Figure 10 A rectangular area light resembles a panel of soft light.
Aiming or rotating a flat area light changes your results, because light coming from the edge of the flat area light is more likely to create sharper shadows and be dimmer; light from the face of the light, on the other hand, will be brighter and more diffuse.
A linear light is a type of area light that is similar to a fluorescent tube and can be scaled in only one dimension. Giving it a length can soften the shadows and extend its illumination in one direction. Figure 11 shows a linear light illuminating a scene. Notice how the aiming of the linear light affects the output: The shadows of the objects along the length of the light are very soft, but shadows from the end of the light are more focused.
Figure 11 A linear light emits softer light along I length than from its ends.
You can use linear lights to simulate light from fluorescent tubes, laser blasts, or any other sources that appear to be lines of light. Even when a line shape is not specifically needed, linear lights (rather than flat or spherical area lights) are sometimes used for general soft lighting in a scene because they do not add as much to your rendering time as the other types.
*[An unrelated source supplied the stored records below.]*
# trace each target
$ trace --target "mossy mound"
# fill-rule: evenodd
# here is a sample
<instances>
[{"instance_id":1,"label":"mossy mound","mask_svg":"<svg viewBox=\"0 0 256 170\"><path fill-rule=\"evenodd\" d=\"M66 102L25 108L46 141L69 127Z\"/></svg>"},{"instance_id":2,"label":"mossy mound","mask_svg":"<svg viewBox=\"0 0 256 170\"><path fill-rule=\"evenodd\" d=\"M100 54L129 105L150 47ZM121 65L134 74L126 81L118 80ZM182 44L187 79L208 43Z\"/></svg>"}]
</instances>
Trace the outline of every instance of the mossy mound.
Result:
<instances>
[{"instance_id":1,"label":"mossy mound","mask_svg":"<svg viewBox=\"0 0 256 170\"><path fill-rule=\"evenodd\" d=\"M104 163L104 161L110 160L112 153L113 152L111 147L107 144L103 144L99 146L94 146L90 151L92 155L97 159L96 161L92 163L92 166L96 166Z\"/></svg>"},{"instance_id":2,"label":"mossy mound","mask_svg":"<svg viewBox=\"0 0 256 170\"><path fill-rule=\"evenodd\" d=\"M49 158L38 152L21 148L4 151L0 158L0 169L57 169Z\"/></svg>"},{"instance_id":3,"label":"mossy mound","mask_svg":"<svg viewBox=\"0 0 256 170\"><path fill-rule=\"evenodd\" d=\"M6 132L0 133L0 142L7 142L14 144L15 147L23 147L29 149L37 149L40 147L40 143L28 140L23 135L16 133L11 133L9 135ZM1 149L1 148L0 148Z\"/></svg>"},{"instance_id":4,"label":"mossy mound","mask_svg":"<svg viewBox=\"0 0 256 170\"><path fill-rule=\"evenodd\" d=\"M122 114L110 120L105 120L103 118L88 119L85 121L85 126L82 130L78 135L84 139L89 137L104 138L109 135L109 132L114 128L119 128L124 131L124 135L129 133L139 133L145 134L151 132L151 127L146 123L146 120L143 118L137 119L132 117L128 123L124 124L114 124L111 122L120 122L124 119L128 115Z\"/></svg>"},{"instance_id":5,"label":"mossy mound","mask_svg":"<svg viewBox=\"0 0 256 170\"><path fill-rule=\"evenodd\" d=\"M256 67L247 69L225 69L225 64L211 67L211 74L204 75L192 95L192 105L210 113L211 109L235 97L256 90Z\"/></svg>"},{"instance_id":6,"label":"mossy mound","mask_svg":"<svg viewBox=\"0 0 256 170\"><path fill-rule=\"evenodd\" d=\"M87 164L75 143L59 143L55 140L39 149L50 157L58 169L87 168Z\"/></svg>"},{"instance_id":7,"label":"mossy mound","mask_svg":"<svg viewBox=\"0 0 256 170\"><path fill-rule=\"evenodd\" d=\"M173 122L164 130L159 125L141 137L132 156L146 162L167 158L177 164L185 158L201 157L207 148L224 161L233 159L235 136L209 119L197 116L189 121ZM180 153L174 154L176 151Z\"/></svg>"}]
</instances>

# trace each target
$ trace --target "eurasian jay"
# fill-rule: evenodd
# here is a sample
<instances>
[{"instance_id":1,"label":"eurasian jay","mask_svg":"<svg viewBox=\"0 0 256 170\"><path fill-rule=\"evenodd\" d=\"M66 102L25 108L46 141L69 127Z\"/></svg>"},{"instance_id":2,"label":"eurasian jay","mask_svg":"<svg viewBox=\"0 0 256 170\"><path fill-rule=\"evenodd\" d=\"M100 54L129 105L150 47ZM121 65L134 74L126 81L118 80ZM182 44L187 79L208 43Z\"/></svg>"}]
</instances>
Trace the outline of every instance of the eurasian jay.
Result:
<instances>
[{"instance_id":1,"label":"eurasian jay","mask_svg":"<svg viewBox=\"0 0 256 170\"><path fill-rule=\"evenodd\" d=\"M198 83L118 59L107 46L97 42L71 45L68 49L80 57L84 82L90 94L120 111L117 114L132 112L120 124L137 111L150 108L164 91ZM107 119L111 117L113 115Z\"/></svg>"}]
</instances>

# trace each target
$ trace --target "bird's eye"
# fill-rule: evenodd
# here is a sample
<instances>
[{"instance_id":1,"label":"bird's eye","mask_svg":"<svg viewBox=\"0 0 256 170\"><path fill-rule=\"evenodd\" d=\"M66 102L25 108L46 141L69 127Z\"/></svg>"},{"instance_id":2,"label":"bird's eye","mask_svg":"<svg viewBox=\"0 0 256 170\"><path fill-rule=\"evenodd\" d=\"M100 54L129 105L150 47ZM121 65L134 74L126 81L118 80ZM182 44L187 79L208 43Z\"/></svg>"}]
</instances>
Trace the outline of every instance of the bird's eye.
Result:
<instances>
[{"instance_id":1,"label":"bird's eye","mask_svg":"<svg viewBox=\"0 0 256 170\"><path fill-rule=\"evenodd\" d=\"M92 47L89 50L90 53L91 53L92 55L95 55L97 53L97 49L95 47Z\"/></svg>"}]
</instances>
A linear light can produce an appearance very similar to a flat or spherical area light, but can render more quickly because it needs to be sampled only along one axis rather than two or three.
Models Serving as Lights
In some programs, a 3D model in your scene can be designated to function as a sort of area light source. With this feature, even nontraditional shapes of light, such as a neon sign, can be used as true light sources, as shown in Figure 12. In most programs, however, effects such as neon signs are usually faked by rendering a bright-looking object and also by positioning some other kind of light near the sign to illuminate the surrounding area.
Figure 12 Your own model can provide a custom light shape.